A rare example of Ewing sarcoma may have little or no medullary component. A few tumors are almost completely in a juxtaosseous position and show little cortical destruction. Edeiken has stressed that saucerization of the exterior surface of the cortex is an early and characteristic sign of tumors presenting subperiosteally (Fig. 18.7).
Figure 18.2. Ewing sarcoma involving the proximal humerus in a 15-year-old boy. Pronounced periosteal new bone formation produces an “onionskin” appearance. |
Figure 18.3. Ewing sarcoma extensively involving the radius in an 8-year-old boy. The lesion has a permeative pattern of bone destruction. |
Figure 18.4. Ewing sarcoma involving the distal humerus.
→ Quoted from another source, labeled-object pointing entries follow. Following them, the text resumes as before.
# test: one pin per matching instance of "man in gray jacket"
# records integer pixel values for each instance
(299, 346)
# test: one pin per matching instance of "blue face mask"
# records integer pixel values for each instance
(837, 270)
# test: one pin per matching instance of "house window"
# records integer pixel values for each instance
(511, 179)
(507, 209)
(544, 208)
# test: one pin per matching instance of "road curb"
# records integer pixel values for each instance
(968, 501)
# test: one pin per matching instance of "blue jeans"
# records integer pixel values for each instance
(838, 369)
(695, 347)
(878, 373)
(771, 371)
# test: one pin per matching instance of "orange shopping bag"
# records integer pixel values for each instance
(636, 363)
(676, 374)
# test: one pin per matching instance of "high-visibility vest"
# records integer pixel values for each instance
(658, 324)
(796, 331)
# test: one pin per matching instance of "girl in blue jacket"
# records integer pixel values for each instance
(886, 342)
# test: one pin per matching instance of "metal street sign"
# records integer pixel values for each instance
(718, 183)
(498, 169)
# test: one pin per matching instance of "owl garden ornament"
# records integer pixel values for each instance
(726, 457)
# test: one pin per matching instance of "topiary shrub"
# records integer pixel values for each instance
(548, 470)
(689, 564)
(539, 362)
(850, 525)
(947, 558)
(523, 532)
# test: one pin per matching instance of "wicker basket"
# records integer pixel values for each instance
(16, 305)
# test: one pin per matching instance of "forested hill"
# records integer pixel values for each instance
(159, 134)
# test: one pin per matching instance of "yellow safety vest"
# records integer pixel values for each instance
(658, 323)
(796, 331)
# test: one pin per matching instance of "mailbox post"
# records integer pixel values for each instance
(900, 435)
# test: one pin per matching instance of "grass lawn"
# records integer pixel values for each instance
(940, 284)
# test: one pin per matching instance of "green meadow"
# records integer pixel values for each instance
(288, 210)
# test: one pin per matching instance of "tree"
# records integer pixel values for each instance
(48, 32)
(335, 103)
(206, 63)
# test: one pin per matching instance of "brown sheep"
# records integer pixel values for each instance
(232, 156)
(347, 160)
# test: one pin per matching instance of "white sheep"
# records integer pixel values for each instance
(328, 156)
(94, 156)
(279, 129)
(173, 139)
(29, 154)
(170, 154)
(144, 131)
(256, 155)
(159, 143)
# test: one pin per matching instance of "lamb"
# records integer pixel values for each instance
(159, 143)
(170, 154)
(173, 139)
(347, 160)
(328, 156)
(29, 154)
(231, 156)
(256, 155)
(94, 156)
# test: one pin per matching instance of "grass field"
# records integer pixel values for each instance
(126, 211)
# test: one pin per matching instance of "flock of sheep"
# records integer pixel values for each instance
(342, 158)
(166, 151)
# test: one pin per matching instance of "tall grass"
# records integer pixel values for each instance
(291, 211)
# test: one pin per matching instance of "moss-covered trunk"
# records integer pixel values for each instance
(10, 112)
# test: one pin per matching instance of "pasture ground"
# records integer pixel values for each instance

There is extensive periosteal new bone formation. |
Experienced observers have concluded that although Ewing tumor can sometimes be diagnosed with a high degree of assurance on the basis of its radiographic features and although the tumor very often produces features that are virtually pathognomonic of malignant bone tumor, several conditions can produce similar features. When the tumor produces a permeative destructive process, the differential diagnosis involves metastatic carcinoma, malignant lymphoma, and osteomyelitis. When the lesion produces an area of geographic destruction, other malignant tumors, including osteosarcoma, are included in the differential diagnosis.
Modern imaging techniques such as computed tomography and magnetic resonance imaging do not produce images that are diagnostic of Ewing tumor. However, both of these modalities are superior to plain radiographs in defining the extent of the disease, both intermedullary and in the soft tissues. The images are especially useful in establishing the relationship of the neoplasm with the neurovascular bundle. This information may be critical in planning surgery (Figs. 18.5, 18.8, & 18.9).
GROSS PATHOLOGIC FEATURES
Solid masses of viable tumor are characteristically gray-white, moist, glistening, and sometimes translucent. They may have an almost liquid consistency, which may mimic pus. This appearance may result in the entire specimen being sent to microbiology for culture, with disastrous results. The tumor frequently invades bone beyond the limits indicated on the radiograph. Zones of necrosis, hemorrhage, and even cyst formation are common. The neoplastic tissue is often admixed with proliferating bony and fibrous tissue in the periosseous regions (Figs. 18.10, 18.11, 18.12, 18.13 and 18.14).